Getting out the vote for candidates will be easier than prior election cycles because of the atmosphere of change. Candidates who sell themselves door-to-door and face-to face as “regular people” will be the winners. The citizens are upset with the decisions of all professional politicians and are ready to have a return to citizen-run government.
Citizens will have the opportunity to vote early and yet will still have to be coaxed to do their civic duty. Early voting will only serve to be another tool for the political parties and bring but few additional voters to the polls. The only benefit will be that of convenience to those voters who figured out by early voting they do not have to wait in line on Election Day.

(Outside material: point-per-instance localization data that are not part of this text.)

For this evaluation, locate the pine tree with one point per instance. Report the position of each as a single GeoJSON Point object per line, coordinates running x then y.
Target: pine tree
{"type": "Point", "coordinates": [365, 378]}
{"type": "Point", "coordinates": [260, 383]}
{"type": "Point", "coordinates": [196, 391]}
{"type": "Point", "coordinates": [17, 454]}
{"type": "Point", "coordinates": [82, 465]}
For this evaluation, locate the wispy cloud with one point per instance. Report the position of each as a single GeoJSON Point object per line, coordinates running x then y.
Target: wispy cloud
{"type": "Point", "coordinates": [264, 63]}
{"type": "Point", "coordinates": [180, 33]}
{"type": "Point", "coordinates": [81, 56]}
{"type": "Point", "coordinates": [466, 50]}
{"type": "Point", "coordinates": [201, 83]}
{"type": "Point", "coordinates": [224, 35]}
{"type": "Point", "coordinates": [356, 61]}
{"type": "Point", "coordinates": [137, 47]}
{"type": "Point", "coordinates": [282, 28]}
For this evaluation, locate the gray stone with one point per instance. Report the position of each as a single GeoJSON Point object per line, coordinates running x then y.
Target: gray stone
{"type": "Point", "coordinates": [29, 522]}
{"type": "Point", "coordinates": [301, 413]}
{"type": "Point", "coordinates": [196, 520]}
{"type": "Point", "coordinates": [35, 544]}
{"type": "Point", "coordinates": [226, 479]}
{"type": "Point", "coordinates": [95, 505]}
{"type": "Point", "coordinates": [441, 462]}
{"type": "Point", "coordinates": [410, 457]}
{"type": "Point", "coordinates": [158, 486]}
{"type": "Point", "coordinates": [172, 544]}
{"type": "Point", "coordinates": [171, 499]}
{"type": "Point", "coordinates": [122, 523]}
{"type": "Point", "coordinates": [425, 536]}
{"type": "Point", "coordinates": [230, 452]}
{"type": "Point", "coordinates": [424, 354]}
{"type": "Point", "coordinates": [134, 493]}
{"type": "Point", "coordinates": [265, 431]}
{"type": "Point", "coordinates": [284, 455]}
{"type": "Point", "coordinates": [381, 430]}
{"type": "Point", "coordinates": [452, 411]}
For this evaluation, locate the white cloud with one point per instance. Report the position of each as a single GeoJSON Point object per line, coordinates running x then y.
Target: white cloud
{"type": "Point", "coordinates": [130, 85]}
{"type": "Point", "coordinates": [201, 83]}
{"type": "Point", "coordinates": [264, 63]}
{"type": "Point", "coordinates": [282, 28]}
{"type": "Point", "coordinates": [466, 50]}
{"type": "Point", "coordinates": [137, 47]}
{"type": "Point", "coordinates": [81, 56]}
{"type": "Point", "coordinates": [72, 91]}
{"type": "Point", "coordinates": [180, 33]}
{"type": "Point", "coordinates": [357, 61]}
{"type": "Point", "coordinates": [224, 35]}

Information will be faster, concentrated and concise. Social media will take a giant step into the lexicon of campaigns. Fewer dollars will be spent on mailers and more dollars on websites, Facebook ads, Google analytics and tweets. Political messaging will become accomplished in text messages of 160 characters or less. There will be less indirect and vague sentences in political information; and seemingly more personal communication will come right to your handheld device.
The end of the decade also triggers the census. We will again be counted and recorded for posterity…and gerrymandering. Maryland’s internal migration will show that middle class urbanites are fleeing the crime-infested sections of the cities, heading for suburbia for the preservation of their families. This shift will ripple outward into the counties deeper and deeper clogging even greater the agricultural lands that are not in preservation programs – and few, if any, of those programs are funded anymore.
Slot machines will begin to whistle and sing in parts of Maryland. Slots are a day late and a dollar short of where gaming income should have been, because of the wasted time of years of political infighting. Not being ahead of, or even on, the curve, Maryland is now a laggard and Johnny-come-lately in the world of gaming. This loss of income is the product of single party rule and political games. Slots will do little more than a slight boost to the local economy.
The Maryland Republican Party, once thought down for the count and ready for the field stretcher, is pulling itself up off the mat at the count of nine looking for the sucker punch opportunity. The pieces of the political puzzle are falling into place for the Party of Lincoln; the hazy part is not the desire or the ability but whether or not a message can be communicated! They need to raise money to spread the word, and opportunity is on their side. Their stock is very low, but I see a “buy” recommendation.
As quickly as the political visions of 2010 appeared in my trance, they then vanished. Continuing my stare I tried to look further because nothing was shown to me concerning the Maryland governor’s race. That was the one burning question I needing an answer to purport myself as the seer of all things political.
In anger I stood and half-heartedly kicked at the bowling ball. It slowly rolled a few feet on the worn carpet and stopped. Looking down at the ball I noticed a rubber band strung like a smile, stuck under the finger holes of the ball. It was the future showing me a big, dull black, round smiley face as if to say, “Your guess is as good as mine.”